You didn't read the entire entry if that is the only thing you saw. It also says: "If subdivision=... matches the value in batch=... and you still get an out-of-memory error, then you'll need to decrease the network dimensions (the width=... and height=... in [net]) or select a less demanding configuration."

jjy0317 commented 3 years ago

You didn't read the entire entry if that is the only thing you saw. It also says: "If subdivision=... matches the value in batch=... and you still get an out-of-memory error, then you'll need to decrease the network dimensions (the width=... and height=... in [net]) or select a less demanding configuration."

(I did that resize width, height MANY time before writing.) Sorry but it doesn't changed. I tried width, height =32, 64, 96, 128... tried everything but nothing is change. I set MINIMUM configuration but that 'Try to set subdivisions=64 in your cfg-file.'message won't dissapear Is there any fundamental solution about that message? I really don't know why this message keep show

stephanecharette commented 3 years ago

Yes, it means you don't have enough video memory.

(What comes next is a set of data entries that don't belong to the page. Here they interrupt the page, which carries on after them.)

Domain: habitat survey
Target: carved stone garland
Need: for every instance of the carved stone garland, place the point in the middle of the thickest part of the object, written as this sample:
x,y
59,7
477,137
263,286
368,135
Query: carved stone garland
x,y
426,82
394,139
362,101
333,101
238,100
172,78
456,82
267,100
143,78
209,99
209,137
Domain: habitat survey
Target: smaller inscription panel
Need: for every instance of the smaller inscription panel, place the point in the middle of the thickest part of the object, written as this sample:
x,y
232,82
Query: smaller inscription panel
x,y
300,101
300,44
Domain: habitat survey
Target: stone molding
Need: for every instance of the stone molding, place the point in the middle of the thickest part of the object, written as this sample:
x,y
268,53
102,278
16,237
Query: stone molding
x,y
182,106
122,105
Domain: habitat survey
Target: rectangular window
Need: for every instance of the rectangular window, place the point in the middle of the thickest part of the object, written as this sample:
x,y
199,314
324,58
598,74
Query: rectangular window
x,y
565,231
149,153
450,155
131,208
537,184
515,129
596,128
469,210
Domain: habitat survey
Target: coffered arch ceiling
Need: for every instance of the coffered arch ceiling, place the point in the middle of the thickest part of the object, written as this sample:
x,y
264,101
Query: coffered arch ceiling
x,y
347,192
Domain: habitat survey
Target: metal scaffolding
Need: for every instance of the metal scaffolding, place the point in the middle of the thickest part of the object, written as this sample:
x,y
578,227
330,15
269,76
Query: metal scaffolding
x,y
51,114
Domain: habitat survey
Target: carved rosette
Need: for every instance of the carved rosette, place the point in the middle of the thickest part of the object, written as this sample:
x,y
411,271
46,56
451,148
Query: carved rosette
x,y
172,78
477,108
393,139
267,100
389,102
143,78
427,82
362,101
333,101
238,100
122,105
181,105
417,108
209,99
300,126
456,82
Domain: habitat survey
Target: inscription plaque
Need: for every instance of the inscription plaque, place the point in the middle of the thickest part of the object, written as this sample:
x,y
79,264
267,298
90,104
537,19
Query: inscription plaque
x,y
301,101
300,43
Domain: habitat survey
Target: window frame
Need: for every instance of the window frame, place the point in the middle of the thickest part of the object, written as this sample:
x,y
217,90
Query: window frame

But it doesn't make sense to try with sizes as low as 32. Normally, the minimum people use is 416x416. So you're doing something wrong if it doesn't work with 32, 64, etc.

jjy0317 commented 3 years ago

I've tried controlling width, height, batch, subdivision. Is there anything else I need to control?

I divided 265 images into 3 classes using yolo v3 and labeled them with yolo-mark. I am currently using the GPU: Geforce GTX 750 CPU: Intel Core i5-9500 CUDA:10.2 Visual Studio 2019 Opencv 3.4.1. Most of what I'm saying now is included in my original text

I used the command darknet.exe detector train data\obj.data yolov3.cfg data\darknet53.conv.74. I also wrote this in the original.

*I trained with 50 pictures last time. Although the accuracy could have been reduced, I don't think such an error occurs because of the lack of data.

stephanecharette commented 3 years ago

I'll say it again, because you keep ignoring me, and then I'll leave you alone: "... or select a less demanding configuration."

If you have a GTX-750, you only have 1 GiB of video ram. You still haven't told us which configuration you are using. If you are using standard YOLOv4 at 608x608, it requires a minimum of 7 GiB which is much more than what you have. This is what I told you above: "it means you don't have enough video memory".

Select a less demanding configuration (such as tiny vs full) or get a new video card.

I strongly suggest you read all the FAQ. But you may be particularly interested in the entry that gives a quick overview of how much video memory is required to train Darknet. https://www.ccoderun.ca/programming/darknet_faq/#memory_consuption

jjy0317 commented 3 years ago

I couldn't perfectly understand what you were saying because my English was not good. Thank you for your advice. I'll try that.